# BLU11 - Exercise Notebook

## Create your own movie recommender system

This exercise notebook will help you create a Recommender System using Collaborative and Content-based filtering and, in the end, it will help you to pick some movies according to users' preferences.

## Overall Strategy

1. **Setup:** Import and pre-process the data
1. **Collaborative Filtering:** normally better but may have the cold-start problem
1. **Content-based Filtering:** larger amounts of accessible information about the movie (not only ratings)

In [None]:
# Define your setup
import os
import hashlib # for grading purposes
import json
import pandas as pd
import numpy as np

from scipy.sparse import csr_matrix

from sklearn.metrics.pairwise import cosine_similarity
from sklearn.feature_extraction.text import TfidfVectorizer
from sklearn.preprocessing import normalize

import warnings
warnings.filterwarnings('ignore')

We'll be using a standard dataset for recommendations, called the [MovieLens](https://grouplens.org/datasets/movielens/) dataset. Our dataset is an adapted version from the smallest version of the dataset available.

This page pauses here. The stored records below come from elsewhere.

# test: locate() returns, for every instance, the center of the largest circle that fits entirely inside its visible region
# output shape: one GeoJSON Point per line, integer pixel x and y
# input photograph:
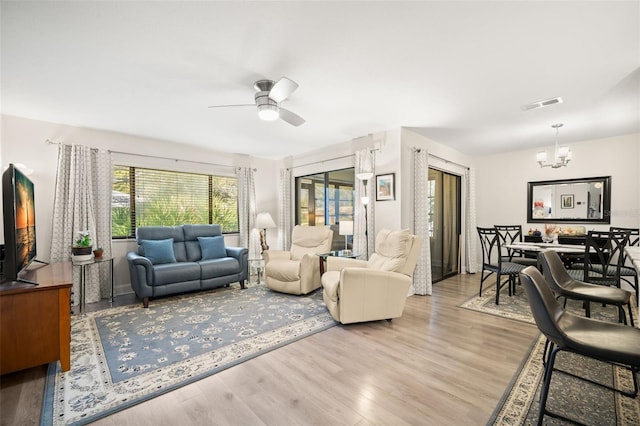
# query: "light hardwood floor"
{"type": "Point", "coordinates": [437, 364]}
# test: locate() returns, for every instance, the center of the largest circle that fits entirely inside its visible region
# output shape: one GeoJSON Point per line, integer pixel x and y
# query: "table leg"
{"type": "Point", "coordinates": [112, 280]}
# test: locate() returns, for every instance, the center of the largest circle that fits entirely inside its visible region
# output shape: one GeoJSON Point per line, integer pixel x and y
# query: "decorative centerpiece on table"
{"type": "Point", "coordinates": [82, 250]}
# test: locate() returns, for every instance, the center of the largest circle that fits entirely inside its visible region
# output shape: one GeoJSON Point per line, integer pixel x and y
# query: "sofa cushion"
{"type": "Point", "coordinates": [212, 247]}
{"type": "Point", "coordinates": [392, 249]}
{"type": "Point", "coordinates": [171, 273]}
{"type": "Point", "coordinates": [158, 251]}
{"type": "Point", "coordinates": [213, 268]}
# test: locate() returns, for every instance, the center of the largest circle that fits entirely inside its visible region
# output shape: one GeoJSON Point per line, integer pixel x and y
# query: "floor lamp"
{"type": "Point", "coordinates": [346, 228]}
{"type": "Point", "coordinates": [364, 177]}
{"type": "Point", "coordinates": [264, 221]}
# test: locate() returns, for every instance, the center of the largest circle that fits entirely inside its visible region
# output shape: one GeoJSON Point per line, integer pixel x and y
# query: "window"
{"type": "Point", "coordinates": [324, 198]}
{"type": "Point", "coordinates": [149, 197]}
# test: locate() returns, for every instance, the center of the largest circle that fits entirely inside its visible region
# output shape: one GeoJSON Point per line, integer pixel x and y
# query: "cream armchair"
{"type": "Point", "coordinates": [358, 290]}
{"type": "Point", "coordinates": [297, 271]}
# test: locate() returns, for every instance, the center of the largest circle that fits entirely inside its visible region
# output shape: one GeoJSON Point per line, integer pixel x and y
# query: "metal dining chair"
{"type": "Point", "coordinates": [512, 234]}
{"type": "Point", "coordinates": [493, 263]}
{"type": "Point", "coordinates": [564, 286]}
{"type": "Point", "coordinates": [603, 258]}
{"type": "Point", "coordinates": [629, 273]}
{"type": "Point", "coordinates": [605, 341]}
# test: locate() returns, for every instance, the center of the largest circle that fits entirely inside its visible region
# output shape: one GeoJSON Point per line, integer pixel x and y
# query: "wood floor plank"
{"type": "Point", "coordinates": [437, 364]}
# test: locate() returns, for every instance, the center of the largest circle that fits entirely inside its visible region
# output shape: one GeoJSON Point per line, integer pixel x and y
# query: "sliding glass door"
{"type": "Point", "coordinates": [444, 223]}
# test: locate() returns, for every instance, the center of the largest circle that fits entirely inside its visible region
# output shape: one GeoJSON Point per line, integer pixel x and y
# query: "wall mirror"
{"type": "Point", "coordinates": [586, 200]}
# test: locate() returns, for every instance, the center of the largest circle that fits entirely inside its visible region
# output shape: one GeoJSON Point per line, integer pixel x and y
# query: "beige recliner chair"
{"type": "Point", "coordinates": [358, 290]}
{"type": "Point", "coordinates": [297, 271]}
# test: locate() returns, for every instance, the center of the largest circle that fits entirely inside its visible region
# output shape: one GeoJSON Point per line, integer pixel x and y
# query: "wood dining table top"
{"type": "Point", "coordinates": [560, 248]}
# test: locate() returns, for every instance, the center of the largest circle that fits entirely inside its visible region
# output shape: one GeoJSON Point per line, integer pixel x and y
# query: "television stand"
{"type": "Point", "coordinates": [36, 320]}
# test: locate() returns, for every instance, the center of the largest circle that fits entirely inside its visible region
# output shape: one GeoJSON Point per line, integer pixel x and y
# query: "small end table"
{"type": "Point", "coordinates": [83, 265]}
{"type": "Point", "coordinates": [335, 253]}
{"type": "Point", "coordinates": [256, 268]}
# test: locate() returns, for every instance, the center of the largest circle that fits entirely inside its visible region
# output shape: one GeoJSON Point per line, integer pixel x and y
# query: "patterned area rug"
{"type": "Point", "coordinates": [568, 396]}
{"type": "Point", "coordinates": [123, 356]}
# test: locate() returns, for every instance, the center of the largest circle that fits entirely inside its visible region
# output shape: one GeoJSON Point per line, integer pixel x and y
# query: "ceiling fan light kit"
{"type": "Point", "coordinates": [562, 153]}
{"type": "Point", "coordinates": [269, 94]}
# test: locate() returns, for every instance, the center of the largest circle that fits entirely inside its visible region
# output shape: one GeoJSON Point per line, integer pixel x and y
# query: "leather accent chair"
{"type": "Point", "coordinates": [601, 340]}
{"type": "Point", "coordinates": [358, 290]}
{"type": "Point", "coordinates": [297, 271]}
{"type": "Point", "coordinates": [564, 286]}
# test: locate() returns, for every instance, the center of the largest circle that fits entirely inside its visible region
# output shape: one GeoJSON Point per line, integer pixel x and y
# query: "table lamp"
{"type": "Point", "coordinates": [346, 229]}
{"type": "Point", "coordinates": [264, 221]}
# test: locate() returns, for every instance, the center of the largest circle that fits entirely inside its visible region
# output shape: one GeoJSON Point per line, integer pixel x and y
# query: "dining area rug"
{"type": "Point", "coordinates": [126, 355]}
{"type": "Point", "coordinates": [573, 398]}
{"type": "Point", "coordinates": [517, 307]}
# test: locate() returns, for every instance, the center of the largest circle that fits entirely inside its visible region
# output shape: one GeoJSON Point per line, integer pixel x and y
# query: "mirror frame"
{"type": "Point", "coordinates": [606, 200]}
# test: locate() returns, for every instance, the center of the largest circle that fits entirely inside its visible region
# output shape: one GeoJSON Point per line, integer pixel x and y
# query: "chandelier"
{"type": "Point", "coordinates": [562, 153]}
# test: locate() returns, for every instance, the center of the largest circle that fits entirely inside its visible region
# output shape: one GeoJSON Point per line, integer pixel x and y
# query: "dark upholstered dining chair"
{"type": "Point", "coordinates": [493, 263]}
{"type": "Point", "coordinates": [605, 341]}
{"type": "Point", "coordinates": [629, 273]}
{"type": "Point", "coordinates": [564, 286]}
{"type": "Point", "coordinates": [512, 234]}
{"type": "Point", "coordinates": [603, 258]}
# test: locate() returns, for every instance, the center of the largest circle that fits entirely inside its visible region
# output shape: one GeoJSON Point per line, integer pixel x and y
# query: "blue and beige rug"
{"type": "Point", "coordinates": [123, 356]}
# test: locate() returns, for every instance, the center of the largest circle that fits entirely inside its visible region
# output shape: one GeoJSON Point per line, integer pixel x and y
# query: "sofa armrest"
{"type": "Point", "coordinates": [269, 255]}
{"type": "Point", "coordinates": [366, 294]}
{"type": "Point", "coordinates": [335, 263]}
{"type": "Point", "coordinates": [242, 255]}
{"type": "Point", "coordinates": [140, 270]}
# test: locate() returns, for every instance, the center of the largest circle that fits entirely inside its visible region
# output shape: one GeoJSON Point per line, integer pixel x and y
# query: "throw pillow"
{"type": "Point", "coordinates": [212, 247]}
{"type": "Point", "coordinates": [158, 251]}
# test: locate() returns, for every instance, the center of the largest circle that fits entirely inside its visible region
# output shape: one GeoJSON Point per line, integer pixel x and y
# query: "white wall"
{"type": "Point", "coordinates": [24, 141]}
{"type": "Point", "coordinates": [502, 180]}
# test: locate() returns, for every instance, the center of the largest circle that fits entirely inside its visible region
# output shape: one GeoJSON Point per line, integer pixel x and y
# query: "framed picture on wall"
{"type": "Point", "coordinates": [566, 201]}
{"type": "Point", "coordinates": [385, 187]}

We have 3 data files available:   

#### Dataset Ratings

`ratings.csv`: has 70,584 ratings, provided by 147 users, for 9,298 movies.

In [None]:
df_ratings = pd.read_csv(os.path.join("data", "ratings.csv"))
df_ratings.head()

#### Dataset Movies

`movies.csv`: has the `movieId`, `title`, `genre`, and year for 9,742 movies

In [None]:
df_movies = pd.read_csv(os.path.join("data","movies.csv"))
df_movies = df_movies.set_index("movieId")
df_movies.head()

#### Dataset Tags

`tags.csv`: has 3.5k tags, provided by 49 users, for 1,551 movies.

In [None]:
df_tags = pd.read_csv(os.path.join("data", "tags.csv"))
df_tags.head()

# 1) Build the Ratings Matrix

## 1.1 -  Create a Ratings Dataframe

Transform the `df_ratings` dataframe in order to have the `userId` as the index, the `movieId` as the column name and the correspondent`rating` as the values.   
Make sure that index and column names are in ascending order.  
Assign the transformed dataframe to a variable called `df_ratings_transformed`.

In [None]:
# df_ratings_transformed = ...
# YOUR CODE HERE
raise NotImplementedError()

In [None]:
assert df_ratings_transformed.shape == (147, 9298)
assert df_ratings_transformed.columns[888] == 1228
assert df_ratings_transformed.index[64] == 275
df_ratings_transformed.head()

## 1.2 - Create utility functions

Create a set of utility functions that do the correspondence between user/movie Id and index.    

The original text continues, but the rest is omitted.